August 15 - 23, 2022
Michigan Medicine notified 33,850 patients of a data breach that may have led to their health data being stolen.
Michigan Medicine was inadequately protected by legacy MFA. This allowed the attacker to successfully trick four employees into entering their login details on a phishing webpage and then into accepting MFA alerts, giving the cybercriminal access to their accounts.
According to Michigan Medicine, they've found no specific evidence of data theft, but it's still a strong possibility this is exactly what's happened. Michigan Medicine has apologized and pledged to put better safeguards in place, but it's not clear if this includes phishing-resistant MFA.
In a recent SEC filing, home retailer Bed Bath & Beyond provided limited details of a cyberattack it suffered in October.
Phishing tactics were used to target an employee, allowing the attacker to gain access to the individual's hard drive and shared drives.
Fallout so far
Bed Bath & Beyond have said that they are reviewing whether the drives contained sensitive or personal data, adding that they have no reason to believe such information was accessed. But until all of the evidence is gathered and released, we can't be sure of this.
Nvidia RTX 4090
A security expert revealed that the new Nvidia RTX 4090 is twice as fast at cracking passwords as the previous best model, the RTX 3090. This technology is useful for system administrators who need to crack passwords-which means it's also useful for cybercriminals.

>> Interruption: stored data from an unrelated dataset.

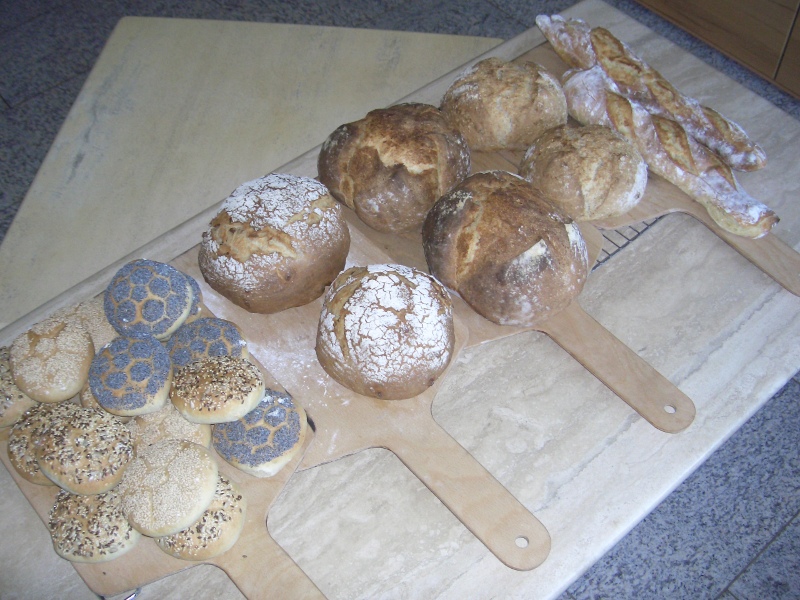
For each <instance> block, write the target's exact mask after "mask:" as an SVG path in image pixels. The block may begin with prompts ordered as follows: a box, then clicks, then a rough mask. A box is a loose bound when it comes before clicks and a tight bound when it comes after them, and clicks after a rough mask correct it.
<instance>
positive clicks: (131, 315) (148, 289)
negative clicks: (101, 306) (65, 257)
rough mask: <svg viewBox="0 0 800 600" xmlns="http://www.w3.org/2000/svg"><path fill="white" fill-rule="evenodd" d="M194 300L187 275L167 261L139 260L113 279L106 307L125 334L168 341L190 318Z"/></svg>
mask: <svg viewBox="0 0 800 600" xmlns="http://www.w3.org/2000/svg"><path fill="white" fill-rule="evenodd" d="M193 301H194V292H193V290H192V286H191V284H190V283H189V281H188V279H187V276H186V275H184V274H183V273H181V272H180V271H178V270H177V269H176V268H175V267H173V266H170V265H168V264H166V263H161V262H157V261H154V260H146V259H137V260H133V261H131V262H129V263H127V264H126V265H124V266H123V267H122V268H121V269H120V270H119V271H117V273H116V274H115V275H114V277H112V278H111V281H110V282H109V284H108V287H107V288H106V292H105V296H104V301H103V308H104V310H105V313H106V318H107V319H108V322H109V323H111V326H112V327H113V328H114V329H115V330H116V331H117V332H118V333H119V334H120V335H121V336H125V337H131V338H145V337H151V336H152V337H155V338H156V339H157V340H165V339H167V338H169V336H170V335H172V332H173V331H175V330H176V329H177V328H178V327H180V326H181V324H183V322H184V321H185V320H186V319H187V317H188V316H189V313H190V311H191V309H192V303H193Z"/></svg>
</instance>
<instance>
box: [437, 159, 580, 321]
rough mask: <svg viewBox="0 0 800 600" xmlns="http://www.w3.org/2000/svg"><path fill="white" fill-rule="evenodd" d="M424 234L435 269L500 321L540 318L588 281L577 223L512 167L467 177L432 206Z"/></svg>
mask: <svg viewBox="0 0 800 600" xmlns="http://www.w3.org/2000/svg"><path fill="white" fill-rule="evenodd" d="M422 235H423V248H424V251H425V258H426V260H427V262H428V267H429V268H430V271H431V273H432V274H433V275H435V276H436V277H438V278H439V280H441V281H442V282H443V283H444V284H445V285H446V286H448V287H449V288H450V289H452V290H454V291H456V292H458V293H459V294H460V295H461V297H462V298H463V299H464V300H465V301H466V302H467V303H468V304H469V305H470V306H471V307H472V308H473V309H474V310H475V311H476V312H478V313H479V314H480V315H482V316H484V317H486V318H487V319H489V320H490V321H493V322H494V323H498V324H500V325H521V326H531V325H535V324H537V323H540V322H542V321H544V320H545V319H547V318H548V317H550V316H552V315H554V314H556V313H557V312H559V311H561V310H563V309H564V308H566V307H567V306H568V305H569V304H570V303H571V302H572V300H573V299H574V298H575V297H576V296H577V295H578V294H579V293H580V292H581V290H582V289H583V286H584V283H585V282H586V276H587V273H588V268H589V266H588V255H587V251H586V245H585V243H584V241H583V237H582V236H581V233H580V230H579V229H578V226H577V225H576V224H575V223H574V222H573V221H572V219H570V218H568V217H566V216H564V215H563V214H561V212H560V211H559V210H557V209H556V208H555V207H554V206H553V205H552V204H550V203H549V202H547V201H546V200H545V199H544V198H543V197H542V195H541V194H540V193H539V192H538V191H537V190H536V189H535V188H534V187H533V186H532V185H531V184H530V183H529V182H528V181H526V180H525V179H523V178H521V177H519V176H517V175H514V174H512V173H508V172H506V171H489V172H484V173H476V174H475V175H471V176H470V177H468V178H467V179H466V180H464V182H463V183H462V184H461V185H459V186H458V187H457V188H456V189H454V190H453V191H452V192H450V193H449V194H447V195H445V196H443V197H442V198H441V199H440V200H439V201H438V202H437V203H436V204H435V205H434V207H433V208H432V209H431V211H430V213H428V218H427V219H426V221H425V226H424V228H423V232H422Z"/></svg>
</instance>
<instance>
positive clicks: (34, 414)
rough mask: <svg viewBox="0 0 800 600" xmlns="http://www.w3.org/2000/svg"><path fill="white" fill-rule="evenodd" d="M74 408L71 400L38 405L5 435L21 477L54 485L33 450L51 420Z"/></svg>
mask: <svg viewBox="0 0 800 600" xmlns="http://www.w3.org/2000/svg"><path fill="white" fill-rule="evenodd" d="M77 408H78V406H77V405H75V404H72V403H71V402H59V403H58V404H39V405H37V406H34V407H33V408H31V409H30V410H28V411H27V412H26V413H25V414H24V415H22V418H21V419H20V420H19V421H17V422H16V423H15V424H14V426H13V427H12V428H11V433H10V434H9V436H8V459H9V462H10V463H11V465H12V466H13V467H14V469H15V470H16V471H17V473H19V475H20V476H21V477H23V478H24V479H26V480H28V481H30V482H31V483H35V484H37V485H55V484H54V483H53V482H52V481H50V479H48V478H47V477H46V476H45V474H44V473H42V470H41V469H40V468H39V461H38V459H37V457H36V449H37V447H38V444H39V443H40V440H41V439H42V437H43V436H44V434H45V431H46V430H47V428H48V427H49V426H50V423H51V422H52V421H58V420H59V419H63V418H68V417H69V415H71V414H72V413H73V412H74V411H75V410H76V409H77Z"/></svg>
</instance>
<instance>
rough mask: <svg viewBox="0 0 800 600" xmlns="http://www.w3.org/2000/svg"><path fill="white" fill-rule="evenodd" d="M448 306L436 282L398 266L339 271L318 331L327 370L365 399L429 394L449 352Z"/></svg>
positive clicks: (441, 290) (384, 398) (450, 322)
mask: <svg viewBox="0 0 800 600" xmlns="http://www.w3.org/2000/svg"><path fill="white" fill-rule="evenodd" d="M454 344H455V330H454V327H453V304H452V300H451V299H450V296H449V294H448V293H447V290H445V289H444V287H443V286H442V285H441V284H440V283H439V282H438V281H436V279H434V278H433V277H431V276H430V275H428V274H427V273H424V272H422V271H418V270H417V269H413V268H411V267H406V266H403V265H370V266H367V267H353V268H351V269H348V270H347V271H345V272H343V273H342V274H341V275H339V277H337V278H336V280H335V281H334V282H333V284H332V285H331V287H330V289H329V290H328V292H327V294H326V295H325V300H324V302H323V306H322V313H321V315H320V319H319V326H318V328H317V343H316V353H317V358H318V359H319V362H320V364H321V365H322V367H323V368H324V369H325V371H326V372H327V373H328V374H329V375H330V376H331V377H333V378H334V379H335V380H336V381H338V382H339V383H341V384H342V385H344V386H345V387H347V388H349V389H351V390H353V391H355V392H357V393H359V394H363V395H365V396H371V397H373V398H380V399H383V400H399V399H403V398H411V397H412V396H417V395H419V394H421V393H422V392H423V391H425V390H426V389H428V388H429V387H430V386H431V385H433V383H434V382H435V381H436V379H437V378H438V377H439V375H441V373H442V371H444V369H445V367H446V366H447V364H448V363H449V362H450V358H451V356H452V354H453V347H454Z"/></svg>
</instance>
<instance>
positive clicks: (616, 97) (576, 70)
mask: <svg viewBox="0 0 800 600" xmlns="http://www.w3.org/2000/svg"><path fill="white" fill-rule="evenodd" d="M613 85H614V84H613V82H609V78H608V77H607V76H606V74H605V72H604V71H603V70H602V69H601V68H600V67H599V66H595V67H592V68H591V69H589V70H574V71H569V72H567V73H565V75H564V94H565V96H566V98H567V106H568V107H569V112H570V115H571V116H572V117H573V118H575V119H576V120H578V121H579V122H581V123H583V124H585V125H586V124H598V125H605V126H607V127H612V128H614V129H616V130H617V131H619V132H620V133H621V134H622V135H623V136H625V137H626V138H627V139H628V140H630V141H631V142H633V143H634V144H635V145H636V147H637V149H638V150H639V152H640V153H641V155H642V156H643V157H644V159H645V161H646V162H647V165H648V167H649V168H650V170H651V171H652V172H653V173H656V174H657V175H660V176H662V177H664V178H665V179H667V180H668V181H670V182H671V183H673V184H674V185H676V186H677V187H678V188H680V189H681V190H682V191H684V192H685V193H686V194H687V195H689V196H690V197H692V198H693V199H695V200H697V201H698V202H700V203H701V204H702V205H703V206H704V207H705V208H706V210H707V211H708V213H709V214H710V215H711V217H712V218H713V219H714V221H715V222H716V223H717V224H718V225H719V226H720V227H722V228H723V229H725V230H726V231H730V232H731V233H734V234H736V235H741V236H744V237H749V238H759V237H761V236H763V235H765V234H767V233H768V232H769V231H770V229H772V227H773V226H774V225H775V224H776V223H777V222H778V217H777V216H776V215H775V213H774V212H773V211H772V210H771V209H770V208H769V207H767V206H766V205H764V204H763V203H761V202H759V201H758V200H756V199H754V198H752V197H751V196H750V195H749V194H748V193H747V192H745V191H744V190H743V189H742V188H741V187H740V186H739V183H738V182H737V180H736V178H735V177H734V175H733V173H732V172H731V170H730V168H729V167H728V166H727V165H725V164H724V163H723V162H722V161H720V160H719V159H718V158H717V157H716V155H715V154H713V153H712V152H710V151H709V150H708V149H707V148H706V147H705V146H703V145H702V144H699V143H698V142H697V141H695V140H694V138H692V137H691V136H690V135H689V134H688V133H687V132H686V130H685V129H684V128H683V127H682V126H681V125H680V124H679V123H677V122H675V121H673V120H671V119H666V118H664V117H660V116H658V115H651V114H650V113H649V112H648V111H647V110H646V109H645V108H644V107H643V106H642V105H641V104H640V103H638V102H636V101H634V100H631V99H629V98H626V97H625V96H623V95H622V94H619V93H616V92H614V91H610V90H609V86H613Z"/></svg>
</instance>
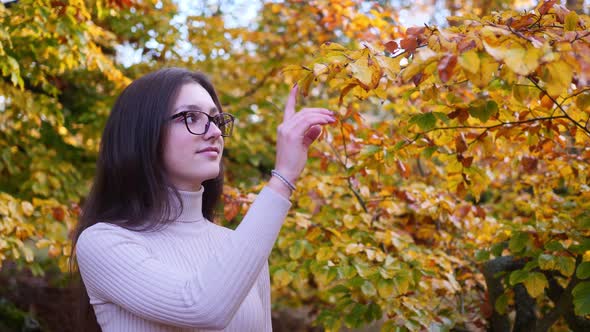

Microsoft investigation into misconfigured endpoint
Microsoft has provided an update on its investigation into one of its endpoints being misconfigured, potentially allowing unauthorized access to business transaction data. The company says it has fixed the issue and has found no evidence of its data or systems being compromised.
New CISA guidance on MFA
CISA has issued new guidance urging organizations to move away from older forms of MFA, highlighting the risks these antiquated protections face and saying that phishing-resistant MFA is now essential.